2007-09-25

Ketchup #3: Another week, another cs problem

Well this week and weekend has flown by again.. with lots of things I keep saying "Oooh I should write that down" and then by the time I get to a computer.. go "What was that?" or "Crap I need to get that server back up."

So this weekend, we adopted the dog we had babysat a weekend ago. The family came down on Sunday, and dropped off KC who was bounding out of the car and went to check that her chew toy was still in the kid's room. (It was.) It has been walks 2x a day and getting myself used to a schedule of getting up early enough to get here up the trails and me back before I am late to work. So far this week it is Days On Time: 1, Days Off Time: 1. Will see how that progresses.

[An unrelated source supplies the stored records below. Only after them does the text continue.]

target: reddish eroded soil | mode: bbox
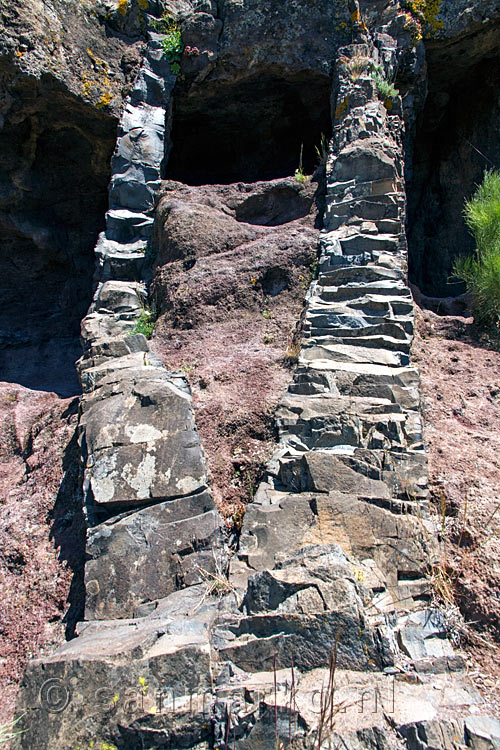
[151,178,319,526]
[0,383,80,724]
[413,310,500,712]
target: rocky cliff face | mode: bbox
[4,0,500,750]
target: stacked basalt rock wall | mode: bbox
[14,3,500,750]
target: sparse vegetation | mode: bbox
[453,171,500,333]
[155,15,184,74]
[133,307,155,339]
[294,143,309,182]
[314,133,328,167]
[344,54,372,81]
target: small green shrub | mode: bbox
[294,143,309,182]
[155,16,184,75]
[453,170,500,328]
[344,54,372,81]
[133,307,155,339]
[372,71,399,99]
[314,133,328,167]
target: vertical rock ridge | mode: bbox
[10,2,500,750]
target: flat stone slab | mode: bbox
[85,492,225,620]
[81,368,207,507]
[15,586,217,750]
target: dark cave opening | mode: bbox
[0,80,116,397]
[166,71,331,185]
[407,42,500,297]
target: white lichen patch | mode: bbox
[125,424,163,443]
[90,477,115,503]
[123,453,156,500]
[175,477,200,495]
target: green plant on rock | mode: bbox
[133,307,155,339]
[344,53,371,81]
[314,133,328,167]
[403,0,444,43]
[453,170,500,328]
[294,143,309,182]
[155,15,184,74]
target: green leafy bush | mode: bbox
[453,170,500,328]
[134,307,155,339]
[156,16,184,74]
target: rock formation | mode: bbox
[2,0,500,750]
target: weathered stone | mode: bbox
[16,586,216,750]
[85,492,225,620]
[81,378,207,507]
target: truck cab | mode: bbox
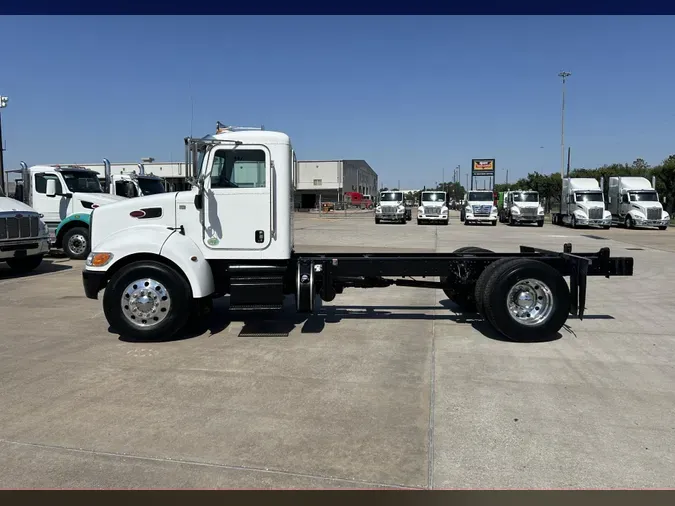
[499,190,544,227]
[0,185,49,272]
[607,177,670,230]
[459,190,498,227]
[375,191,410,224]
[15,162,124,260]
[553,177,612,229]
[417,191,450,225]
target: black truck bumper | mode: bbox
[82,269,107,299]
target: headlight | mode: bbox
[86,251,113,267]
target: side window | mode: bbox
[35,174,63,194]
[211,149,267,188]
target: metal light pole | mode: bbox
[0,97,9,189]
[558,71,572,178]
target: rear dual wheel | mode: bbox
[474,258,571,342]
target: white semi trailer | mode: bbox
[607,177,670,230]
[552,177,612,229]
[79,123,633,341]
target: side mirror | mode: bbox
[45,179,56,197]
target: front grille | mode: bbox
[0,216,40,240]
[473,206,492,216]
[647,208,661,220]
[588,207,605,220]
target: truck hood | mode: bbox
[0,197,37,214]
[73,192,128,206]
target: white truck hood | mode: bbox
[0,197,37,213]
[73,192,127,206]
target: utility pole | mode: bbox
[0,97,9,193]
[558,71,572,178]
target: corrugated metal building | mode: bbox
[295,160,379,209]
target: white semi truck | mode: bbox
[417,191,450,225]
[78,123,633,341]
[375,191,412,225]
[607,177,670,230]
[14,162,125,260]
[0,185,49,272]
[499,190,544,227]
[459,190,498,227]
[552,177,612,229]
[99,158,166,198]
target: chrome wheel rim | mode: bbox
[121,278,171,328]
[68,234,87,255]
[506,279,553,327]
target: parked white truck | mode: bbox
[552,177,612,229]
[375,191,410,225]
[14,162,125,260]
[99,158,166,198]
[607,177,670,230]
[459,190,498,227]
[0,185,49,272]
[499,190,544,227]
[82,124,633,341]
[417,191,450,225]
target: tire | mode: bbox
[103,261,194,341]
[483,258,571,342]
[7,255,43,273]
[474,258,517,316]
[62,227,91,260]
[440,246,493,313]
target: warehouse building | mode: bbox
[295,160,378,209]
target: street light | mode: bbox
[558,71,572,178]
[0,97,9,189]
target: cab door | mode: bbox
[202,144,274,251]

We got our second large programming assignment this week. It is basically a specialized stenography problem. Take a dictionary, and find the words that hide the word that is given to you. Make sure it covers all cases, make it as optimal as possible. So I spent a lot of the weekend and last night looking over various Java data structures that would help me accomplish this in the most optimized lookup time. The professor upped the anty yesterday by adding a prize to the person who gets the top 3 spots, having to beat him and the T.A. also. So far the lookup costs look to be:

  1. comparing the Given Word (GW) against any given Dictionary Word (DW). Given Word has a length of M and Dictionary Word needs to be at least M in size. The easiest solution would be to loop over the letters in GW and see if they exist in DW taking in account of duplicate letters.
  2. finding words that would make good guesses to compare against versus going through the dictionary word by word to find a choice.
My insane option was to create a bitmap of every word in the dictionary to make good guesses against. Since we are dealling with UTF-16 characters and I want to see if a letter resides in it.. the key would be a 65536 'bit' string, the data would be a tree of words meeting that mask. A word would be converted into said bit map ( mapper would be something 1 for a, 1 for m, 1 for p, 1 for e , 1 for the r 'bit') and then do a bit against that and the query word so that pam, ampre , etc would look down that shorter list of words for possible matches. The word mappp would also go to that queue but would not match against mapper but might match against something else in the queue. However, as I said it was an insane idea.. I have to come up with something else.

I did look up trie (short for retrieval) trees as they are used a lot in dictionary lookups but that doesnt seem to meet the goal as it seems to be better for ordered lookups versus anagram like lookups. Will post more later.. back to a server that died.